The Vance Center’s Women in the Profession program co-hosted with the Asociacion Iberoamericana de Propiedad Intelectual (ASIPI)webinar entitled “Mentorship in Law Firms and New Generations: a challenge that is gaining more space each day.” The webinar highlighted how mentorship is an indispensable tool to meet the challenge for law firms to retain professionals, as well as prepare new lawyers, at the highest skill levels.

More than 65 people from Latin America and the United States participated in the webinar. Margarita Zambrano, partner at Meythaler & Zambrano Abogados and founding member of the local WIP chapter in Ecuador, gave opening remarks and introduced and moderated the panel. Vance Center Committee member Taisa Markus introduced the Vance Center and explained how the WIP program began with a survey by the New York City Bar Association on best practices for gender equity in the New York City legal profession and led to various conferences in Latin America, supporting women attorneys striving to improve conditions and opportunities in their home countries and develop local WIP chapters.
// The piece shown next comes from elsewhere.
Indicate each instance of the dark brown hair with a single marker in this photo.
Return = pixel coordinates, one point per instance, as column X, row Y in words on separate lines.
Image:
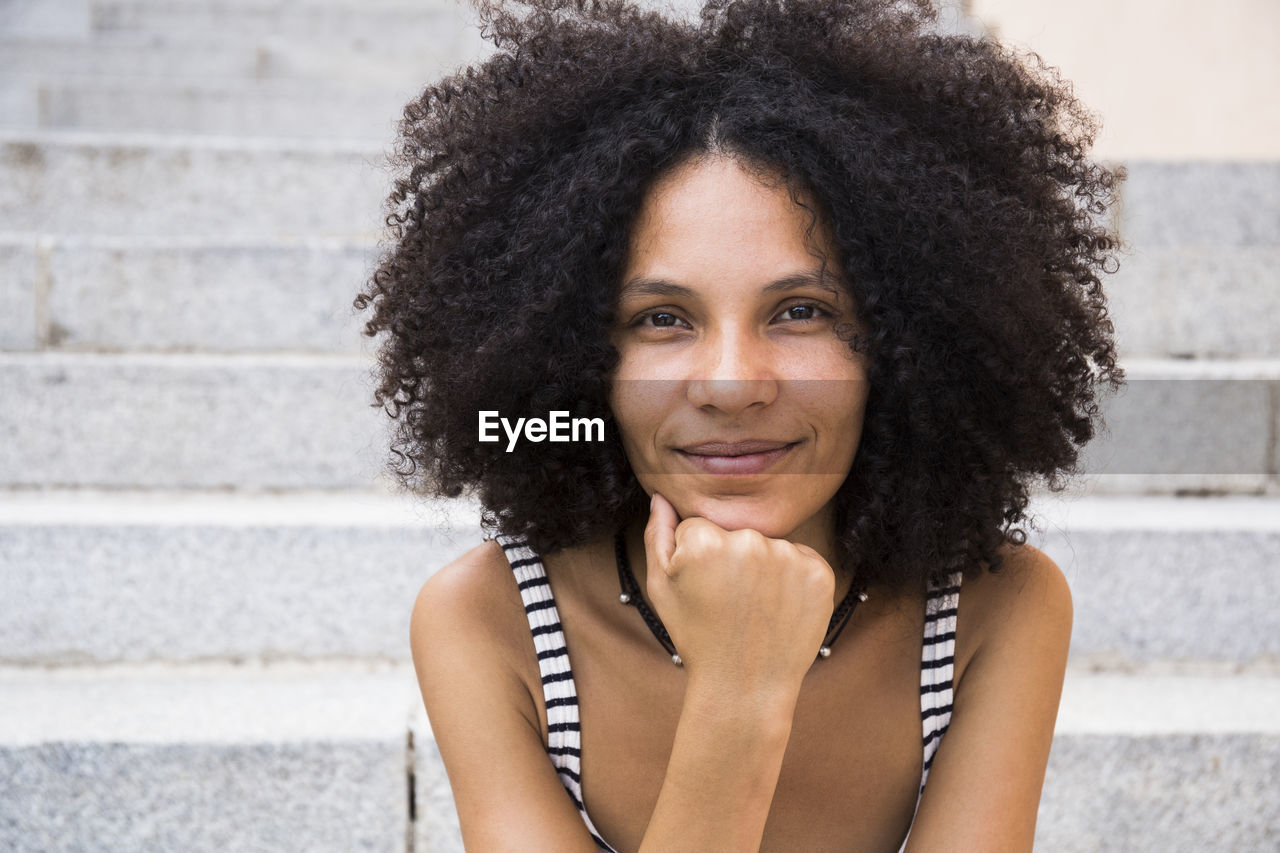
column 951, row 172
Markus, a retired law firm partner, recounted her 36-year career including how mentorship influenced her. Mariana Herrero, first female partner at Galicia Abogados in Mexico and founding board member of AbogadasMX,  described how Mexico’s WIP chapter started as a mentoring program with only 20 pairings in the first year and seven years later with 170, including male  mentors. The organization over this time, according to Herrero, has impacted more than 800 people, and although there is no proof of correlation, the number of women attorneys in law firms has increased.

Marcus de Monzarz, of Monzarz Consultores in Peru, with more than 20 years of experience managing people, discussed the difference between executive coaching and mentoring: coaching is led mainly by the coachee, and the coaching goes at the pace of the coach; in contrast, mentoring can be directed by both the mentee and the mentor with greater benefit. De Monzarz also explained that mentoring within law firms can be strategic, for example, by enabling the firm to retain talent and reduce turnover, and connecting different generations of lawyers. He identified two types of challenges: technical and adaptive, and stressed that all mentoring programs should start with clarifying the objective, elicit feedback, and provide evaluation of results.